The S8 packs a Qualcomm Snapdragon 835 CPU that can use faster data rates on the 4G spectrum referred to as Gigabit LTE. Apple, though, uses its own CPU and a mix of modems from both Intel and Qualcomm (the pains of supply chain management and high demand. This is often called dual-sourcing).
And while Qualcomm's modems can reach those speeds, Intel's latest reportedly can't. If that ends up being the case, Apple may have to limit Qualcomm's modems so that all iPhone 8s are functionally identical. That would mean no Gigabit LTE for anyone on Apple's devices.
Carriers and vendors alike are expected to start calling out Gigabit LTE as an important feature, and Qualcomm expects as many as 10 phones to offer those speeds. It would be a huge loss for Apple to be the only premium phone without it.
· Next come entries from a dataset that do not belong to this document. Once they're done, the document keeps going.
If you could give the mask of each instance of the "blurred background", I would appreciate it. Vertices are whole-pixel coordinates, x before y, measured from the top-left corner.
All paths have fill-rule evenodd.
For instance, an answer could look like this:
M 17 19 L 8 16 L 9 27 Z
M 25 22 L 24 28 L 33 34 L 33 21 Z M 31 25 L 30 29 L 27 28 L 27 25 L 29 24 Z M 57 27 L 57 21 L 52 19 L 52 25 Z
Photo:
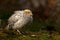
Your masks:
M 60 0 L 0 0 L 0 28 L 5 28 L 8 18 L 16 10 L 30 9 L 33 22 L 31 32 L 60 32 Z

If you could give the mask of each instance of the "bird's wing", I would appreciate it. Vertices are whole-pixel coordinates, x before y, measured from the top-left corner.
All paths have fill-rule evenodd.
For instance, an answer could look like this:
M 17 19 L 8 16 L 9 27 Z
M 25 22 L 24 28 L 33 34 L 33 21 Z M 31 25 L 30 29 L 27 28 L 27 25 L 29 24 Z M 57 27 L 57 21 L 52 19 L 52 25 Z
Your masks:
M 14 14 L 8 19 L 9 23 L 15 23 L 23 17 L 22 11 L 15 11 Z
M 20 19 L 16 23 L 14 23 L 13 29 L 22 28 L 24 24 L 25 24 L 25 21 L 23 19 Z

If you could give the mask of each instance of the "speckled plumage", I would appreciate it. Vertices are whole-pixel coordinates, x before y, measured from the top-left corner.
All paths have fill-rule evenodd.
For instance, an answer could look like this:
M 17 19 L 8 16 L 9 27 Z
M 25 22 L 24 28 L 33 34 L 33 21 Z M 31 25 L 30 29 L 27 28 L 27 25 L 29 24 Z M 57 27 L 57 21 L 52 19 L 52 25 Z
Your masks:
M 14 14 L 8 19 L 6 29 L 19 30 L 32 21 L 32 12 L 30 10 L 14 11 Z

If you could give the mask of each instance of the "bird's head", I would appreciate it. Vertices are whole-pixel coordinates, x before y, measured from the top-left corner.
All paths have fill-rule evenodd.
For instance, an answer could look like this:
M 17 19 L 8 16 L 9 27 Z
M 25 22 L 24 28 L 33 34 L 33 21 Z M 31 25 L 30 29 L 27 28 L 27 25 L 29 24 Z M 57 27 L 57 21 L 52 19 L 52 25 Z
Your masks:
M 24 10 L 24 14 L 26 15 L 26 17 L 27 17 L 30 21 L 33 20 L 33 14 L 32 14 L 32 11 L 31 11 L 31 10 L 25 9 L 25 10 Z

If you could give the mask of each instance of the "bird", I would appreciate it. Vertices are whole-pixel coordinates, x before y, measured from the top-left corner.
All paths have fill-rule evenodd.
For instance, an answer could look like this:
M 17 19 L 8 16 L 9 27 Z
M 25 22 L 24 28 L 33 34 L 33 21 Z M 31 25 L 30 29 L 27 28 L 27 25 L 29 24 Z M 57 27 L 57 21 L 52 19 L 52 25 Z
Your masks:
M 14 11 L 14 14 L 12 14 L 11 17 L 9 17 L 6 29 L 16 30 L 19 34 L 21 34 L 20 29 L 32 21 L 33 14 L 31 10 L 17 10 Z

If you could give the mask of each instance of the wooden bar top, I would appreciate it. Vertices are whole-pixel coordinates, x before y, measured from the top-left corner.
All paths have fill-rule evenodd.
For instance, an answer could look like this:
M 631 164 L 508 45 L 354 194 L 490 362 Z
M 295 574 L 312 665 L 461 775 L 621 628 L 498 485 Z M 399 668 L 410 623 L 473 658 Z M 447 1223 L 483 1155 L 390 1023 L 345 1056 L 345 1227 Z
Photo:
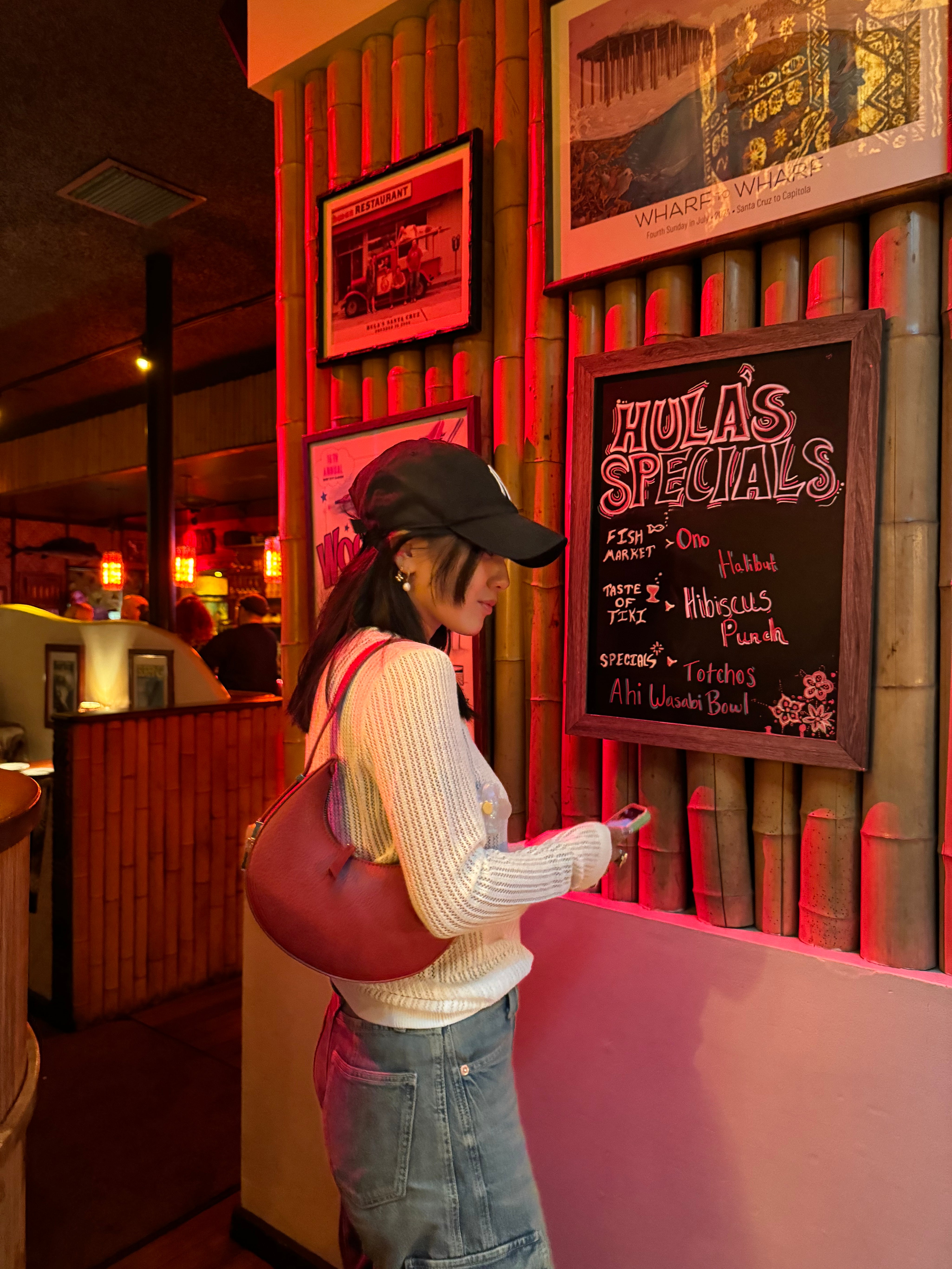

Of course, there are other options. Apple could drop Intel and use Qualcomm exclusively. Or, as CNET points out, Apple continue to use both chips, but use Qualcomm chips in the United States where Gigabit LTE is developing.
Gigabit LTE's name is a bit of a misnomer. You won't be able to download anything at 1 gigabit per second. Instead, the name is based on a theoretical top speed that devices could achieve as the network develops. That means that a phone like the S8, which does have Gigabit LTE, could get even faster over the next several years.
Of course, Apple hasn't always been the first to new technology, and it may be perfectly happy sitting this one out and waiting for Gigabit LTE to mature before releasing a phone that supports it. We'll find out this fall, when Apple is rumored to announce its next iPhones.